Prime Minister Stephen Harper says he’s “very comfortable” with Canada’s decision to close its embassy in Iran, especially in light of the violence threatening U.S. diplomatic outposts in the Middle East this week.

“When you can't be certain, as we can no longer be certain, of the security of our diplomatic personnel, this is the measure we have to take,” Harper told Sun TV on the same day Ottawa announced it’s also temporarily closing the Canadian embassy in Cairo, where protests over an anti-Islam film have been targeting Western diplomatic missions.
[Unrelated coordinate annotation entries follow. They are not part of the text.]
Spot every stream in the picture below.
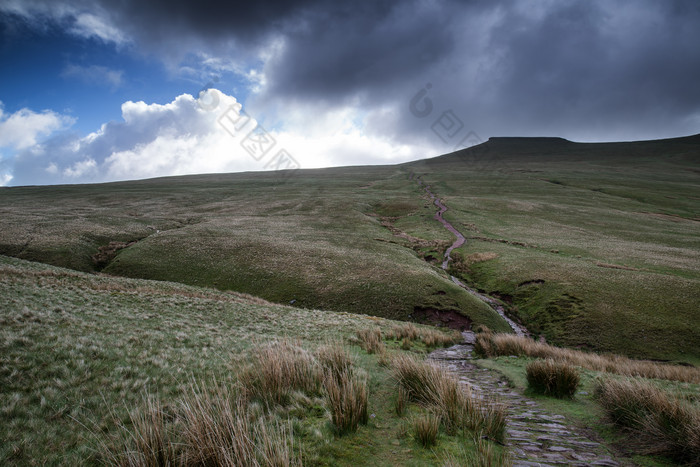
[417,178,530,337]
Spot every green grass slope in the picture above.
[0,256,498,466]
[0,167,507,330]
[406,136,700,363]
[0,136,700,363]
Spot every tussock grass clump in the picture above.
[99,396,180,466]
[357,327,386,354]
[595,379,700,465]
[100,383,298,467]
[474,330,700,384]
[240,340,323,405]
[442,439,513,467]
[387,323,420,340]
[392,355,506,442]
[421,329,462,347]
[181,386,292,466]
[316,342,353,384]
[386,323,462,348]
[323,372,369,436]
[413,413,440,448]
[526,359,580,399]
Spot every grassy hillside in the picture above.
[0,256,498,465]
[0,136,700,363]
[408,136,700,363]
[0,167,508,330]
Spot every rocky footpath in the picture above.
[429,332,620,467]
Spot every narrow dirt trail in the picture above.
[428,338,620,467]
[417,178,530,336]
[417,178,619,467]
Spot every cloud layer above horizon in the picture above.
[0,0,700,184]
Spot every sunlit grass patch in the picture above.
[595,378,700,465]
[474,331,700,383]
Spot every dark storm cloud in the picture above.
[1,0,700,141]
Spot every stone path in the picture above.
[428,331,620,467]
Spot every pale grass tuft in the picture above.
[323,372,369,436]
[392,355,506,442]
[525,359,580,398]
[357,327,386,354]
[413,413,440,448]
[386,323,462,348]
[240,340,323,405]
[315,342,353,378]
[595,379,700,465]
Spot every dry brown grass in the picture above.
[240,340,323,405]
[315,342,353,378]
[474,331,700,383]
[357,327,386,354]
[386,323,462,348]
[442,439,513,467]
[323,372,369,435]
[413,413,440,448]
[100,383,299,467]
[526,359,580,398]
[595,379,700,465]
[392,355,506,442]
[99,396,180,467]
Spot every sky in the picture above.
[0,0,700,186]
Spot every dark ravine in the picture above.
[417,177,530,337]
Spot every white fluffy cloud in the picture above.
[61,65,124,89]
[0,102,74,149]
[12,89,427,184]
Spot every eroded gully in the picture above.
[418,179,530,336]
[418,179,619,467]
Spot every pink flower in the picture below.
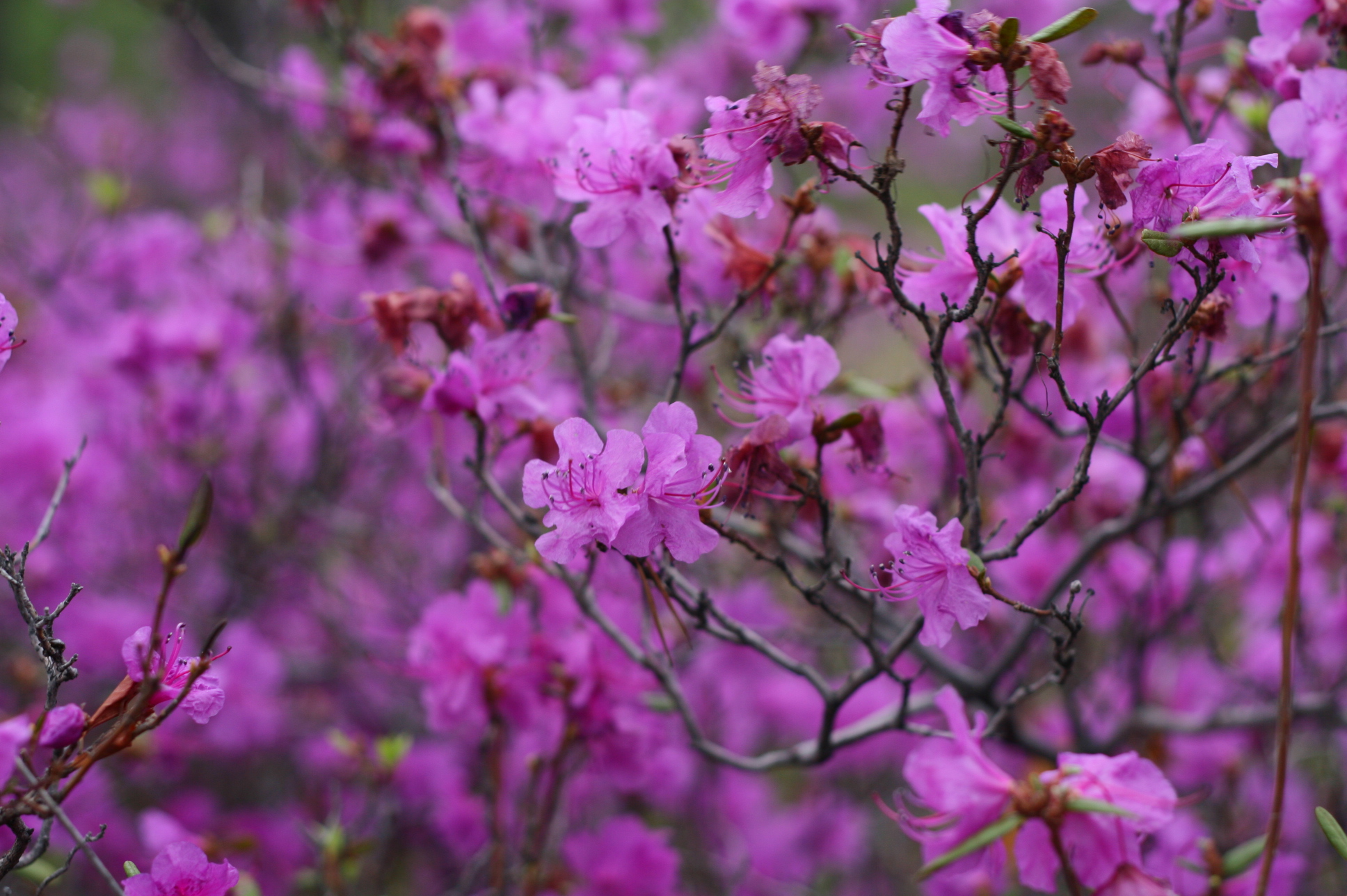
[561,815,679,896]
[38,703,85,749]
[122,842,239,896]
[1131,140,1277,266]
[702,62,829,218]
[1016,753,1177,892]
[721,333,842,446]
[524,416,645,563]
[426,325,555,420]
[1258,0,1344,40]
[898,685,1016,861]
[904,186,1115,328]
[557,109,678,248]
[878,504,991,647]
[0,715,32,787]
[1095,864,1174,896]
[895,685,1176,896]
[613,401,722,563]
[370,116,435,157]
[407,579,528,732]
[878,0,1005,136]
[121,625,228,725]
[1266,69,1347,259]
[0,292,19,371]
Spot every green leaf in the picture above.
[1315,806,1347,858]
[1141,230,1183,259]
[1168,218,1291,240]
[836,371,897,401]
[229,872,262,896]
[991,115,1033,143]
[916,813,1023,880]
[1067,797,1135,818]
[178,476,216,557]
[1220,834,1268,877]
[85,171,131,211]
[823,411,865,433]
[374,735,412,771]
[1029,7,1099,43]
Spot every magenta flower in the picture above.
[524,416,645,563]
[875,504,991,647]
[424,325,555,420]
[555,109,678,248]
[407,579,528,732]
[1266,67,1347,262]
[1016,753,1177,892]
[1094,864,1174,896]
[0,715,32,787]
[613,401,724,563]
[0,292,19,371]
[875,0,1005,136]
[121,625,228,725]
[122,842,239,896]
[895,685,1016,861]
[38,703,86,749]
[1131,140,1280,266]
[702,62,829,218]
[891,686,1176,896]
[561,815,679,896]
[721,333,842,446]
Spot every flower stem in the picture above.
[1254,200,1327,896]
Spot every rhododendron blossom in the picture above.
[879,0,1005,136]
[121,625,225,725]
[722,333,842,445]
[0,292,19,371]
[0,0,1347,896]
[524,416,645,563]
[613,401,722,563]
[877,504,991,647]
[557,109,678,248]
[122,843,239,896]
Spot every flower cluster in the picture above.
[0,0,1347,896]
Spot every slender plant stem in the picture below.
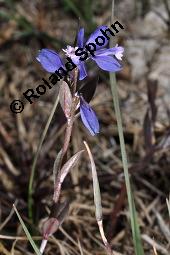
[28,92,59,220]
[110,0,144,255]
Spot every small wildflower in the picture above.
[80,96,99,136]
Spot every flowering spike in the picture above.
[80,96,99,135]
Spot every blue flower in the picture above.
[64,26,124,80]
[80,96,99,136]
[36,26,124,80]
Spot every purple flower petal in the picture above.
[77,62,87,81]
[77,28,84,48]
[36,49,64,73]
[92,56,122,72]
[86,26,108,50]
[80,96,99,135]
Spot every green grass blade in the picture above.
[13,205,41,255]
[166,196,170,217]
[64,0,83,20]
[110,0,144,255]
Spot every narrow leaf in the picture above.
[53,150,62,186]
[59,81,72,119]
[53,150,84,203]
[84,142,102,221]
[13,205,41,255]
[43,218,59,240]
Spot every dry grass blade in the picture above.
[13,205,41,255]
[53,150,84,203]
[84,141,113,255]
“We assume our diplomats can conduct the business of the country or their respective countries free from fear of persecution or violence,” Harper said. “They are not signing up for military service.”

He called the attack on the American embassy in Benghazi that killed U.S. Ambassador Chris Stevens “horrific” and “disgusting,” expressing caution about the prospect of democracy in countries like Libya and Egypt.

“Mob rule is not democracy,” Harper said. “Just because there is a popular overthrow of a dictator does not mean the next regime will necessarily be based on democratic norms.”

Since protesters first attacked the U.S. Embassy in Cairo on Tuesday, the angry demonstrations have shown no signs of abating there.

"As a security precaution, and to ensure the protection of Canadian staff, we have closed our Embassy in Cairo for the day," Department of Foreign Affairs spokesperson Rick Roth told CTV News in an an email Thursday.

The Canadian embassy is located in Cairo's Garden City neighbourhood, close to the American mission. An increased police presence managed to keep the mob away from the embassy grounds Thursday, however.

Roth did not provide details of security precautions being taken at the Canadian mission in Cairo, but did say, "We are monitoring events closely and taking appropriate security measures."

The embassy is expected to reopen on Sunday, since the normal Egyptian weekend is on Fridays and Saturdays.

Given the Canadian mission’s proximity to the U.S. embassy in Cairo, “it’s no wonder we closed up shop,” Ferry de Kerckhove, a former Canadian ambassador to Egypt, told CTV’s Power Play Thursday.

De Kerckhove said the recent attacks on U.S. embassies in the Middle East raise “broader issues of security missions abroad.”

“Terrorists will hit wherever there is a target of opportunity,” and that could happen in any part of the world, he said.

However, de Kerckhove was critical of Canada’s decision to sever diplomatic ties with Iran, saying it made more sense to maintain a presence in a country suspected of developing nuclear weapons.

“There is no evidence, at least that I'm aware of, that we are facing a higher risk in Tehran today than even three weeks ago,” he told CTV’s Power Play Thursday.

Iranian diplomats have also been expelled from Ottawa.

Former UN ambassador Paul Heinbecker said he’s worried that Canada may be losing its influence in the region by siding with Israel.

“Our policies are not welcome, are not supported by countries like Libya, like Egypt, like Jordan, like all the others in the region except Israel,” he told Power Play.

Harper, however, told Sun TV that Canadians overwhelmingly support the move to shutter the embassy in Tehran.

Morsi assures foreign diplomats

In Brussels for a visit to the European Union Thursday, Egyptian President Mohammed Morsi harshly criticized the movie believed to have triggered the protests.

"We condemn strongly ... all those who launch such provocations and who stand behind that hatred," Morsi said, adding that he had asked U.S. President Barack Obama "to put an end to such behaviour."

Morsi also offered assurances that foreign diplomats and their staff working in Egypt would be protected.

"The Egyptian state is responsible for protecting embassies and consulates, and the Egyptian people will not engage in these ... unlawful acts."

But de Kerckhove said it will be difficult for Morsi to control the mobs in Egypt.

The wave of angry protests began after a clip of an inflammatory movie that mocks Prophet Muhammad was dubbed into Arabic and posted on YouTube, then subsequently broadcast on Egyptian television.